Okay, here’s my hot take: the STABLE Act Bill will not pass.
While much of crypto twitter’s ire was directed at the academic behind the bill, Rohan Grey, the politics can better be understood through the bill’s sponsor, U.S. Representative Rashida Tlaib, an unabashedly liberal congresswoman from Michigan and one of two members of the Democratic Socialists of America (DSA) in Congress (along with AOC).
The politics of the STABLE Act could not be clearer. Checking the power of large financial institutions is already a politically popular position, but Tlaib is adding one more bogeyman: Big Tech, or more specifically Facebook, who’s Libra/Diem/Novi/whatever seems to be the target of this bill. From the Congresswoman’s STABLE Act announcement:
“Facebook has attempted to take advantage of the financial exclusion and gap in the market—just one of the actors that have pursued issuing stablecoins by pegging them to a basket of major conventional currencies. JP Morgan, Apple, and Paypal/Venmo have also considered issue their own stablecoin variants that also have the potential to take advantage of unbanked and underbanked communities.

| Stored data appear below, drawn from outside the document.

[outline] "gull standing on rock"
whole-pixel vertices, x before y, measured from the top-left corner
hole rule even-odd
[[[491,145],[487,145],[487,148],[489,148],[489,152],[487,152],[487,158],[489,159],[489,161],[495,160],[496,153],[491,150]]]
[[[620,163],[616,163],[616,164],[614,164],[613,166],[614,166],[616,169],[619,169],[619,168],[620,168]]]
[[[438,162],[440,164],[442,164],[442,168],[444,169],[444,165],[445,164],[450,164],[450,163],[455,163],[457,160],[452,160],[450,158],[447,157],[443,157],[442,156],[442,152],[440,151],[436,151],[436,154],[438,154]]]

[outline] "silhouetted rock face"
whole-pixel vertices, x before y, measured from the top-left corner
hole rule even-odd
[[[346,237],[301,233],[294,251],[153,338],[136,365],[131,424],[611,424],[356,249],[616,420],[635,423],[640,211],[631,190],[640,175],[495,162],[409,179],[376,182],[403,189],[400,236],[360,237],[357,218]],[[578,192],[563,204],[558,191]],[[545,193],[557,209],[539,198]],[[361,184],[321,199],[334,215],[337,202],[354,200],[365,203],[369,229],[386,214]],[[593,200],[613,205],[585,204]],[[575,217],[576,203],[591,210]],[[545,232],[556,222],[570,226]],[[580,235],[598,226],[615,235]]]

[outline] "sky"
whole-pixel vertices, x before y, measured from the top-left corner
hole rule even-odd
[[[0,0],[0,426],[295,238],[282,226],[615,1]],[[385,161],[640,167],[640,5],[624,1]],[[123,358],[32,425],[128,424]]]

This is a smart move politically. There is bipartisan suspicion of the tech giants; the left fears their monopoly power and the right fears their media censorship capability. Still, Congress is having trouble agreeing on a stimulus package amidst a raging pandemic, so I can’t imagine them finding common ground on stablecoin legislation.
Instead, the real takeaway is that the long anticipated (or feared) political and legislative battle for crypto has finally arrived. Yes, the SEC and other U.S. government agencies have regulated some aspects of blockchain and cryptocurrencies, but this bill is the first to address the potential systemic risks to the U.S. banking system from crypto currencies.
This is a huge step. The government is no longer just going after criminals and scammers that are using crypto. Rather, this legislation recognizes the success and rapid rise of blockchains – specifically stablecoins traded on Ethereum, and aims to regulate them because they represent a systemic risk for the US financial system and economy (says the bill’s supporters).
The takes on Twitter are faster and hotter than ever, but this seems to capture it the best:
Rohan Grey @rohangrey@awrigh01 @TheStalwart @NeerajKA @nic__carter @anguschampion @angela_walch to the monetary infrastructure of the US, unless you think the US government is going to stand by and allow a dominant chunk of its official/mainstream monetary/payments infrastructure run by entities outside of its jurisdiction. So the outcome you're saying is bad is, in my
Regulation scope depends on enforcement capability
The nightmare scenario of decentralization enthusiasts is criminalizing the act of running an Ethereum node. If there is not a central issuer for a stablecoin (like USDC & Circle/Coinbase) that is traded on Ethereum, then any Ethereum node operator would be liable. These fears are misplaced, says one of the bill’s authors Rohan Grey, “we selectively enforce laws all the time when we think *everyone* shouldn't do the illegal thing.”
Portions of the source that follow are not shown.